Dalgalan sende şafaklar gibi al renginle ey şanlı hilal. Yurdum kurtulduğu için dökülen kanlarımın hepsi sana helal olsun çünkü bundan sonra sonsuza kadar senin ve milletimin sonu yoktur. Hür yaşamış bayrağımın hürriyet, Hakk’a tapan milletimin de istiklal hakkıdır.
İstiklal Marşının son kıtası Atatürk tarafından çok beğenilmiştir.
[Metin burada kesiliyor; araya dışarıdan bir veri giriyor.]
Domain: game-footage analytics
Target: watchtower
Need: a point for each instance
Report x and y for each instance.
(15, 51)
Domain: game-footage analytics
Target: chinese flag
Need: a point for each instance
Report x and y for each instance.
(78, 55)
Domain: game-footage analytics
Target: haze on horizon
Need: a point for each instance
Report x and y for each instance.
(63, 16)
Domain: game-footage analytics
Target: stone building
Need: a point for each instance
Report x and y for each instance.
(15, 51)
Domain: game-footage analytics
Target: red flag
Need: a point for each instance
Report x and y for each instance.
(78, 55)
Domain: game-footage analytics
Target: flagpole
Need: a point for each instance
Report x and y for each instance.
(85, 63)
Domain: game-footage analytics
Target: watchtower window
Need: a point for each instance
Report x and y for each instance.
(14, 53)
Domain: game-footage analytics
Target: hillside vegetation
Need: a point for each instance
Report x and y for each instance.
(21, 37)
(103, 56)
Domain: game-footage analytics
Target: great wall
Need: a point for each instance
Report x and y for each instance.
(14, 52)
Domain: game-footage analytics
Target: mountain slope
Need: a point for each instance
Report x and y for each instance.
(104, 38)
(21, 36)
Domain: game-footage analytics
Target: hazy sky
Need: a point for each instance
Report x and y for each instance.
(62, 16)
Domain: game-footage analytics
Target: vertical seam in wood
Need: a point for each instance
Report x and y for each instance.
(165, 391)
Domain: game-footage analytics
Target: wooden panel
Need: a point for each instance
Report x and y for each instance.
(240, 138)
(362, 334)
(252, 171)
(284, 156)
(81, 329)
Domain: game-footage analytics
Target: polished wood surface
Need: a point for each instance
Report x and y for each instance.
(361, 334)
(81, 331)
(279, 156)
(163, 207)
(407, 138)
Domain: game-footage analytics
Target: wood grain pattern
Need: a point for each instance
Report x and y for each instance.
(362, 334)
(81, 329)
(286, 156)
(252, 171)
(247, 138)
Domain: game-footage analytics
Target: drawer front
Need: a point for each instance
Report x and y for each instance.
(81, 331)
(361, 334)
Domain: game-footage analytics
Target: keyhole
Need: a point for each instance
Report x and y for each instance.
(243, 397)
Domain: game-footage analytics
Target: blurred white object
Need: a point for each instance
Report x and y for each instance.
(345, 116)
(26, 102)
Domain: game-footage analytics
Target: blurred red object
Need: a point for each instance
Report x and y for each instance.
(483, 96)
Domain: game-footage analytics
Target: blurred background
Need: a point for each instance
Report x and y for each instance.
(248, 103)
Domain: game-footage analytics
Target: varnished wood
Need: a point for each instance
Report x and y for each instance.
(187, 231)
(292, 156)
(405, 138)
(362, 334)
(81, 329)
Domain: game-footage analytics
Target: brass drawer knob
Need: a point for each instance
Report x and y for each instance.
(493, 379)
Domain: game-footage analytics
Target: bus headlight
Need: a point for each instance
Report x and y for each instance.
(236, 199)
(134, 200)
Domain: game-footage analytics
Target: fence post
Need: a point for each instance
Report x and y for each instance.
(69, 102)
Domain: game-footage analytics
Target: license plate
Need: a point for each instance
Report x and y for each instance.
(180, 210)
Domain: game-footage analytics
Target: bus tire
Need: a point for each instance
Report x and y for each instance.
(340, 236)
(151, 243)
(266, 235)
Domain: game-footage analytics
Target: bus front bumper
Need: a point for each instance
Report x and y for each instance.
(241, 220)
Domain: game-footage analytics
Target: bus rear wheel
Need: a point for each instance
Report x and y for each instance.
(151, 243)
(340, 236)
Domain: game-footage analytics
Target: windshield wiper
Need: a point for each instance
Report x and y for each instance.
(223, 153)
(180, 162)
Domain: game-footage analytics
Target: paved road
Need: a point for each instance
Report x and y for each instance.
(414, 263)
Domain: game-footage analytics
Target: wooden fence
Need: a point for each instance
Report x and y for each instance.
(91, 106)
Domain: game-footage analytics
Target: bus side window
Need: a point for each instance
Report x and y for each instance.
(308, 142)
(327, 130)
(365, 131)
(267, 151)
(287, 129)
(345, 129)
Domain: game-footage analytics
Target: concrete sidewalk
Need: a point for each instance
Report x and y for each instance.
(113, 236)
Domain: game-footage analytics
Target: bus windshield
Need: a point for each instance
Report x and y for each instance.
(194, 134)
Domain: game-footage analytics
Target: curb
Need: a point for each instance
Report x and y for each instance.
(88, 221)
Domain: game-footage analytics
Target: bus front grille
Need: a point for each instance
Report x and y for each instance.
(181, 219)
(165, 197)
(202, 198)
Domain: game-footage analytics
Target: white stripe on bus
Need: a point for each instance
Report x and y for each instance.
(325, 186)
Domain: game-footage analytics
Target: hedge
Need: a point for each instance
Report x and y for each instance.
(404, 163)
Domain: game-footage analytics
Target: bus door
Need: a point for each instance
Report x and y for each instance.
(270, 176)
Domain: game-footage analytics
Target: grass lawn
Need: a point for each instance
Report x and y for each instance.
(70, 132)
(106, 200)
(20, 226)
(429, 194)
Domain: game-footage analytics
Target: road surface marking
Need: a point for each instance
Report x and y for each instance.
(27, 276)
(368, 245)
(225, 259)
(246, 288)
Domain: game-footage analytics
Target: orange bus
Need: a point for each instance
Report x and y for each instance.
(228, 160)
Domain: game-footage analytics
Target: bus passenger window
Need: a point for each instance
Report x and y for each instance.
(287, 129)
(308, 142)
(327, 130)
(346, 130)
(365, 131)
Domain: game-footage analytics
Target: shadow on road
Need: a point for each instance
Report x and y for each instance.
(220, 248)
Türkler için ordu ve millet kavramları öylesine birbirine karışmıştır ki bugün bile Anadolu’da köylü ana, bebeğinin beşiğini sallarken ‘benim oğlum büyüsünde paşa olsun’. Diye dua eder. Kim askerine Peygamber’inin ismini mahlas olarak vermiş, onu ‘Mehmetçik’ diye çağırmıştır (Prof. Dr. Ayhan Songar).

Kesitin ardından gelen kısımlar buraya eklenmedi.